Di situ variasi dan keanekaragaman dijunjung tinggi. Hanya dalam kondisi yang demokratis seperti inilah seluruh potensi
masing-masing individu dapat berkembang secara maksimal dan pada gilirannya
masyarakat secara keseluruhan dapat semakin berkembang.
Konsepsi demokratis inilah yang semestinya menjadi dasar
bagi pendidikan. Masyarakat yang terbagi-bagi dalam kelas-kelas sosial yang
eksklusif perlu memperbaharui model pendidikan mereka. Sementara masyarakat
yang sangat dinamis di mana terjadi begitu banyak perubahan akibat
bervariasinya relasi sosial semestinya mendidik generasi muda mereka untuk
mengembangkan inisiatif pribadi dan kemampuan adaptasi dengan suasana baru,
supaya mereka tidak bingung menghadapi berbagai perubahan.

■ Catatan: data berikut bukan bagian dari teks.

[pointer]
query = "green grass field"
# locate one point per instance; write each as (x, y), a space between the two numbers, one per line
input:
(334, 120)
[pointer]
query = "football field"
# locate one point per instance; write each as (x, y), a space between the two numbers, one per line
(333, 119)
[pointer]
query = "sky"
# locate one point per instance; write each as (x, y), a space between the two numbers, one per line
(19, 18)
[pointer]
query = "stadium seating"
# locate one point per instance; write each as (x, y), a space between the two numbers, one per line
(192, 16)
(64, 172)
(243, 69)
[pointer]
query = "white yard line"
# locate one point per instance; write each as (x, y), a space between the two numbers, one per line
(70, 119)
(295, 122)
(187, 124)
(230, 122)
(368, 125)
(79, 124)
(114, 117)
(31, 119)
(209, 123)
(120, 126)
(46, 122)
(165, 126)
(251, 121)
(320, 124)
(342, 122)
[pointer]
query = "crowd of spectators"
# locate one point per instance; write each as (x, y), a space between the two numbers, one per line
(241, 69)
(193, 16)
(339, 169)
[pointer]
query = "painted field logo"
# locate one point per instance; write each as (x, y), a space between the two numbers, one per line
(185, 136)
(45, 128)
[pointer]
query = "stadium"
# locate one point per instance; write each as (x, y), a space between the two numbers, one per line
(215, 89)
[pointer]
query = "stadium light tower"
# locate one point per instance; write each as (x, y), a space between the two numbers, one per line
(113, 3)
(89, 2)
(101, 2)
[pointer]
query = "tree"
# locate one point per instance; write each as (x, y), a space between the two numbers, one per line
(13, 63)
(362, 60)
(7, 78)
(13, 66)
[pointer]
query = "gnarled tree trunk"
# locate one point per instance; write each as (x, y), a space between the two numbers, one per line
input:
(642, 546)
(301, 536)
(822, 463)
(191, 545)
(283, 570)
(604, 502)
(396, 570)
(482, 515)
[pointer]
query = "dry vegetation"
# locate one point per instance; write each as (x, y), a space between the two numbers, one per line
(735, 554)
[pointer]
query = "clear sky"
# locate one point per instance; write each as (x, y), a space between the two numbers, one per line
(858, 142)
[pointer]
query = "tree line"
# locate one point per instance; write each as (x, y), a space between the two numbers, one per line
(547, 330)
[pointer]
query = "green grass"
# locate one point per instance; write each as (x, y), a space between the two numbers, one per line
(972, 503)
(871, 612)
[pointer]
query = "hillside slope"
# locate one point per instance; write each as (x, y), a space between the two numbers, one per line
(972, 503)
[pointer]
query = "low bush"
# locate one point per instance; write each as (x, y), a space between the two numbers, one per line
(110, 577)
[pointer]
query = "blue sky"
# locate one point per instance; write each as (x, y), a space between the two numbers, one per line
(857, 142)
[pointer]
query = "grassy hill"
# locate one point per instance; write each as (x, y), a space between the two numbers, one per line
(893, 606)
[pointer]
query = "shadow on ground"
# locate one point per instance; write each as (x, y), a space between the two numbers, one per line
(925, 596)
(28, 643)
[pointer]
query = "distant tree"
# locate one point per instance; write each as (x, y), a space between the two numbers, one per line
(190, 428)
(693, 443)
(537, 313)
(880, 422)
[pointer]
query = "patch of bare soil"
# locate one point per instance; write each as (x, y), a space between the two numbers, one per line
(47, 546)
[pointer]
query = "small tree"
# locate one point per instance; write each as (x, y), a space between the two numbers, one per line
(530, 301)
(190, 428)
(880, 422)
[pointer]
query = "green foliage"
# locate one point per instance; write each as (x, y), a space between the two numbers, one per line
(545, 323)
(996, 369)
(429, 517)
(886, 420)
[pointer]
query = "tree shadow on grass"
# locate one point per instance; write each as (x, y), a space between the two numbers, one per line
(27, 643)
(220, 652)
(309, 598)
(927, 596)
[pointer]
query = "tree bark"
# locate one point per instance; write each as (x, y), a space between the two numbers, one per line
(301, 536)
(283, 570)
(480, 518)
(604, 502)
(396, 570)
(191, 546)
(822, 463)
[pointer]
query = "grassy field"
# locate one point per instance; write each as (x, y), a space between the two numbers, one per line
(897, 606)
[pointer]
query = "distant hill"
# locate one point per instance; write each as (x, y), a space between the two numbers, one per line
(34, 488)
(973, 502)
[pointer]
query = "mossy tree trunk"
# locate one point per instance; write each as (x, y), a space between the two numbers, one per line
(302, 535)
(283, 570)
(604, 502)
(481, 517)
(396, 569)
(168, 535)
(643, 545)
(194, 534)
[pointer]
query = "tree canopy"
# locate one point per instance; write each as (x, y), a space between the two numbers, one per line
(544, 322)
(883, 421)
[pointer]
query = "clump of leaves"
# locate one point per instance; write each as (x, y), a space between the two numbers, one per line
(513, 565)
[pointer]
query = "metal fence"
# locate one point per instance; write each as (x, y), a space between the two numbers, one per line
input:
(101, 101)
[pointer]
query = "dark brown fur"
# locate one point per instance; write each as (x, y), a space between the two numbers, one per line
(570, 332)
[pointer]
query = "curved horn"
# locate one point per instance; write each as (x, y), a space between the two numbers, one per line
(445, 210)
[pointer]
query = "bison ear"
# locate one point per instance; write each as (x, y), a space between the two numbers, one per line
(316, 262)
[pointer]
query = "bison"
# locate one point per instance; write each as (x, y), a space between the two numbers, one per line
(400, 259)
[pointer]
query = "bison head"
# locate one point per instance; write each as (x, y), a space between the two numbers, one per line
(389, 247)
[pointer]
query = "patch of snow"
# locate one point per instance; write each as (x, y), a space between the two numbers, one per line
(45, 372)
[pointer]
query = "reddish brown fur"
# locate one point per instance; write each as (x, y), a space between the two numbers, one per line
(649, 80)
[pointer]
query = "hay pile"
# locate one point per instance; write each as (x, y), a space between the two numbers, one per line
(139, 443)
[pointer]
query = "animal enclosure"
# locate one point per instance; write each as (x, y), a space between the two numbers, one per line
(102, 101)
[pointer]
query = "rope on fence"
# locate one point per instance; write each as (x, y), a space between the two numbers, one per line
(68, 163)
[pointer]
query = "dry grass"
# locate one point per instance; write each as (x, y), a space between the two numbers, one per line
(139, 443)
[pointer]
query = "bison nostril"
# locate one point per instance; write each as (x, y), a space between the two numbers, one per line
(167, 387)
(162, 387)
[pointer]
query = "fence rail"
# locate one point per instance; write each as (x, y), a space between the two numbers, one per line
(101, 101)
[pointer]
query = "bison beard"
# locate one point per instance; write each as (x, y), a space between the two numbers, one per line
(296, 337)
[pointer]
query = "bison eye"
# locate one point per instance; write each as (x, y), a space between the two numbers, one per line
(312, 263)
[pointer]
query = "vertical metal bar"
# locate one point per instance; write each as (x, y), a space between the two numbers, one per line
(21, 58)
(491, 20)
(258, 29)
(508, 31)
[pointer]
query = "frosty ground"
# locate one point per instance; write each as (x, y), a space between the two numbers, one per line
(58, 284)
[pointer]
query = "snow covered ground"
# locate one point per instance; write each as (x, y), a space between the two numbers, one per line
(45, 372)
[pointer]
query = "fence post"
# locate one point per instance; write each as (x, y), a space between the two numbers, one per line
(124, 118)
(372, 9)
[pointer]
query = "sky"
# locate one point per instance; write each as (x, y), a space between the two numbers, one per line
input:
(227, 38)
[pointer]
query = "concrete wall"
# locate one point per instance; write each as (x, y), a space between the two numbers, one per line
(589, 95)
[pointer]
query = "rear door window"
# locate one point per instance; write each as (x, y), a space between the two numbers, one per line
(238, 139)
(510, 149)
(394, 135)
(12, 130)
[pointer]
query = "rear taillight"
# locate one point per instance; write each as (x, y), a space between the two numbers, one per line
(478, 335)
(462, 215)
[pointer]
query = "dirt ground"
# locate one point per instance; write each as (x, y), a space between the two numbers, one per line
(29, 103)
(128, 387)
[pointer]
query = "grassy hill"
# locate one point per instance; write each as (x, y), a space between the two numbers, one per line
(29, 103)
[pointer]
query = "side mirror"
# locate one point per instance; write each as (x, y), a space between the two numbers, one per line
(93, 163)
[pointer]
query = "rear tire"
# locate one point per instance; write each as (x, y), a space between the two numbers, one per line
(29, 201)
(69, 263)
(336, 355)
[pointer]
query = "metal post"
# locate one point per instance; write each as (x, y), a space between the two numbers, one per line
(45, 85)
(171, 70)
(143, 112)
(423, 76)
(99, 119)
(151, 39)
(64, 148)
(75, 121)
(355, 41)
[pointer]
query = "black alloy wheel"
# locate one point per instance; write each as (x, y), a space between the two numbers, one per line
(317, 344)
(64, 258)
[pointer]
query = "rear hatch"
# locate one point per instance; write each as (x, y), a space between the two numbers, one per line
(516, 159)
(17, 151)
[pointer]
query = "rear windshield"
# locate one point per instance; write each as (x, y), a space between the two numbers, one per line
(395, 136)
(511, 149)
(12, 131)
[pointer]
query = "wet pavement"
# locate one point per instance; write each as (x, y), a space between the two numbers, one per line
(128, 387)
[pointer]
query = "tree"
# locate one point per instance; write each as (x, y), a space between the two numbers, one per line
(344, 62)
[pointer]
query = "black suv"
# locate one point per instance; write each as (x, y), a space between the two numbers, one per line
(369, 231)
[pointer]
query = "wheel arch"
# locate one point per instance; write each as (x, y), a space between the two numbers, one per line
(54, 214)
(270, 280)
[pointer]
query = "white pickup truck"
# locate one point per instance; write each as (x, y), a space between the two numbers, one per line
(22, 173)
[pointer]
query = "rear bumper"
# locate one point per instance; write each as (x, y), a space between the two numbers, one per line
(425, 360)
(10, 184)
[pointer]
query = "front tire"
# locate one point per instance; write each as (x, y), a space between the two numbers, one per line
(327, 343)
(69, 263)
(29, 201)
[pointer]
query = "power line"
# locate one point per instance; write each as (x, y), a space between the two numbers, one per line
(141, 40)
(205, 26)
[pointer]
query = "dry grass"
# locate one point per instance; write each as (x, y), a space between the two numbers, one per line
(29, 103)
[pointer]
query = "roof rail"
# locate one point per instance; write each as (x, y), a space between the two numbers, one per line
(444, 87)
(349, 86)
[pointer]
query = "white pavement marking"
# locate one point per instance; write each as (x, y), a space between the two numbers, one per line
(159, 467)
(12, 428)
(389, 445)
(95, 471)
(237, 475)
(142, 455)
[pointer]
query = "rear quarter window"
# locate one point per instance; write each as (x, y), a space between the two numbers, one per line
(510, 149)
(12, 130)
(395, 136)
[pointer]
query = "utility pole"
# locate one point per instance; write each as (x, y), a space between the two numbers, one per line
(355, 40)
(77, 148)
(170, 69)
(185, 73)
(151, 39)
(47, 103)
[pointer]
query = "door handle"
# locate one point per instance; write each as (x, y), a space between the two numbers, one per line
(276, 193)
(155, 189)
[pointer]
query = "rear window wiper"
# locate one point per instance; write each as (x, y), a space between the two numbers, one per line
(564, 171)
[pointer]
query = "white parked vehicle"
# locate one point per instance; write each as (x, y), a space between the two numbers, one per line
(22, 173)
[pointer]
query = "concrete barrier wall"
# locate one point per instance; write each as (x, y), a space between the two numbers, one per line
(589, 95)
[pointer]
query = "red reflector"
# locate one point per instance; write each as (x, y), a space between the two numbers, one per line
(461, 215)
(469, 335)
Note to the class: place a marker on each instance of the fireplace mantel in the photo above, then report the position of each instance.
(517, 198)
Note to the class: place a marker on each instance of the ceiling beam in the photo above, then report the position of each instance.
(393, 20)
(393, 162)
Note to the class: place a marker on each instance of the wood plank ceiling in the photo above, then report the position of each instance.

Tiga bagian di bawah ini merupakan evaluasi Dewey
terhadap tiga model teori pendidikan yang sangat menentukan perkembangan
masyarakat pada 3 jaman yang berbeda.
3. Filsafat pendidikan Plato
Bagi Plato suatu masyarakat akan tertata dengan baik jika
masing-masing individu bertindak sesuai dengan bakat alaminya sedemikian rupa
sehingga apa yang ia lakukan itu berguna bagi yang lain atau bagi masyarakat
secara keseluruhan. Untuk itu pendidikan bertugas menemukan bakat-bakat itu dan
melatihnya sebaik mungkin agar berguna bagi kepentingan masyarakat.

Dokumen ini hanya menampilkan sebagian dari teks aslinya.